Section 3 · Extended response · 8 marks · Band 5–6
- 1 mark Defines dissolved oxygen accurately (O2 dissolved in water; measured in mg L−1; available to aquatic life).
- 1 mark Defines BOD5 accurately (O2 consumed by microorganisms decomposing organic matter; 5 days, 20°C, dark).
- 1 mark Explains the Winkler titration as the chemical basis for DO measurement, including the 1 mol O2 : 4 mol Na2S2O3 ratio or the redox chain (Mn2+ → MnO2 → I2 → thiosulfate titre).
- 1 mark Uses a named Australian example correctly (e.g. Darling River / Murray–Darling fish kills 2018–2019; Hawkesbury River algal blooms; Sydney Water Cooks River monitoring; GBR AIMS turbidity monitoring).
- 1 mark Explains why DO alone is insufficient — it is a snapshot and does not predict future oxygen depletion from organic load.
- 1 mark Explains why BOD5 alone is insufficient — it takes 5 days, does not show current DO, and does not detect non-biodegradable chemical pollution.
- 1 mark Explains how the two measurements are complementary — DO gives immediate ecological status; BOD5 forecasts ongoing demand; together they reveal both present and future risk.
- 1 mark Reaches an evaluative judgement: neither measurement alone is sufficient for comprehensive water quality assessment; both are required for a complete picture, and ideally would be combined with other indicators (e.g. turbidity, nutrient levels, temperature).
Sample response (high-band). Dissolved oxygen (DO) is the concentration of O2 dissolved in water and available to aquatic organisms, measured in mg L−1. It is determined by the Winkler titration, in which dissolved O2 is trapped as MnO2, then converted to I2, which is titrated with sodium thiosulfate using the ratio 1 mol O2 : 4 mol Na2S2O3. A healthy freshwater river should maintain DO above 6 mg L−1; values below this indicate ecological stress.
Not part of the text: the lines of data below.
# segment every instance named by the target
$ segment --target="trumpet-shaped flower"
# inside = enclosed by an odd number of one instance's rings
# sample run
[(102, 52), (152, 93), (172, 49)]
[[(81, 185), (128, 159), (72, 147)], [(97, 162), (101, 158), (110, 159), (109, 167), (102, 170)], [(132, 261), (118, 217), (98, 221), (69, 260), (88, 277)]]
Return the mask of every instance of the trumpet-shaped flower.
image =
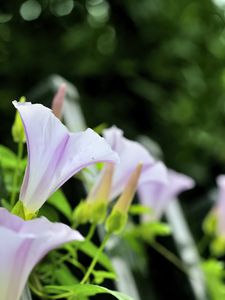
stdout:
[(194, 181), (192, 178), (173, 170), (168, 170), (167, 185), (152, 182), (144, 183), (140, 186), (138, 192), (141, 203), (153, 210), (151, 219), (159, 219), (169, 201), (193, 187)]
[(148, 182), (167, 182), (167, 169), (161, 162), (156, 162), (150, 153), (138, 142), (123, 136), (123, 131), (113, 126), (104, 130), (103, 136), (112, 149), (118, 153), (120, 163), (115, 166), (111, 196), (113, 199), (124, 190), (130, 175), (138, 164), (142, 164), (142, 172), (138, 187)]
[(24, 221), (0, 208), (0, 298), (19, 300), (30, 272), (51, 250), (75, 240), (79, 232), (46, 218)]
[(116, 162), (117, 154), (91, 129), (70, 133), (41, 104), (13, 102), (23, 121), (28, 165), (20, 200), (29, 212), (37, 211), (48, 197), (74, 174), (96, 162)]

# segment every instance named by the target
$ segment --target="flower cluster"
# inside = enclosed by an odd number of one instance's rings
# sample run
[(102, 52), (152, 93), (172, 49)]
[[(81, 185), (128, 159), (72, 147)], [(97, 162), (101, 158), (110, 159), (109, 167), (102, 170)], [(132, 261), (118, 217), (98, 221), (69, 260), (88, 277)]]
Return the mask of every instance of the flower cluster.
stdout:
[[(84, 239), (67, 225), (37, 217), (47, 199), (84, 168), (104, 163), (87, 199), (74, 211), (74, 224), (105, 223), (108, 237), (125, 227), (136, 191), (140, 203), (151, 208), (148, 219), (153, 222), (160, 219), (169, 201), (194, 186), (191, 178), (168, 170), (144, 146), (124, 137), (115, 126), (105, 129), (103, 137), (90, 128), (69, 132), (59, 120), (64, 95), (62, 86), (53, 101), (55, 115), (41, 104), (13, 102), (22, 120), (25, 136), (21, 134), (23, 138), (19, 139), (26, 140), (28, 162), (17, 203), (11, 212), (0, 208), (2, 300), (20, 299), (32, 269), (49, 251)], [(17, 115), (19, 124), (18, 118)], [(21, 131), (18, 126), (15, 129)], [(116, 204), (108, 213), (110, 202), (115, 199)], [(89, 273), (82, 283), (88, 280)]]

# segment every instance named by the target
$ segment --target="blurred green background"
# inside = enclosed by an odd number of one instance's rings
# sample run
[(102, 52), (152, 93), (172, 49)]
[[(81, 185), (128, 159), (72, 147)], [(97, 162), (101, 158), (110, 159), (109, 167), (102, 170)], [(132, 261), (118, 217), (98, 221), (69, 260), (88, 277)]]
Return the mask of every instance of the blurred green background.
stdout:
[(225, 172), (225, 1), (1, 1), (1, 143), (11, 101), (53, 73), (77, 87), (89, 126), (150, 136), (197, 181), (183, 205), (198, 238)]
[(0, 8), (1, 139), (12, 99), (58, 73), (78, 88), (89, 126), (106, 122), (130, 137), (150, 135), (169, 166), (201, 184), (214, 168), (224, 170), (222, 6), (28, 0)]

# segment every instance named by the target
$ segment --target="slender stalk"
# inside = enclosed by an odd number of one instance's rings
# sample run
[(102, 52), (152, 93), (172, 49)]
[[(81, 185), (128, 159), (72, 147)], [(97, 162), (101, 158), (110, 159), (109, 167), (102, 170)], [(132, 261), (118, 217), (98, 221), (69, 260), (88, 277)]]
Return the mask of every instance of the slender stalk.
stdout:
[(157, 241), (153, 241), (151, 247), (154, 248), (157, 252), (159, 252), (162, 256), (164, 256), (167, 260), (169, 260), (172, 264), (174, 264), (179, 270), (181, 270), (185, 275), (188, 275), (187, 269), (183, 265), (182, 261), (170, 252), (166, 247), (158, 243)]
[(96, 224), (96, 223), (92, 223), (92, 224), (91, 224), (91, 227), (90, 227), (90, 229), (89, 229), (89, 231), (88, 231), (88, 234), (87, 234), (85, 240), (91, 241), (91, 239), (93, 238), (93, 235), (94, 235), (94, 233), (95, 233), (96, 227), (97, 227), (97, 224)]
[(39, 291), (36, 287), (34, 287), (32, 284), (30, 284), (30, 289), (34, 294), (36, 294), (38, 297), (41, 297), (42, 299), (68, 299), (68, 297), (71, 297), (71, 292), (65, 292), (63, 294), (59, 295), (46, 295), (43, 292)]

BOD5 measures the O2 consumed by microorganisms decomposing organic matter over 5 days at 20°C in the dark. Clean water has BOD5 below 2 mg L−1; values above 8 mg L−1 indicate heavy pollution. In the Murray–Darling fish kills of 2018–2019, initial DO readings were close to threshold (around 7–8 mg L−1) but BOD was high due to decomposing cyanobacterial biomass; subsequent DO plummeted to below 2 mg L−1, causing mass deaths of Murray cod and golden perch. This demonstrates the limitation of DO alone: a single snapshot can appear acceptable even when conditions will deteriorate sharply. Conversely, BOD5 alone does not reveal the current oxygen status, takes five days to determine and fails to detect chemical pollutants. Together, however, the two measurements are highly complementary: DO provides immediate status and BOD5 provides a forecast of oxygen demand. Used in combination with temperature and nutrient data, they give Australian river managers the information needed to anticipate and prevent ecological disaster.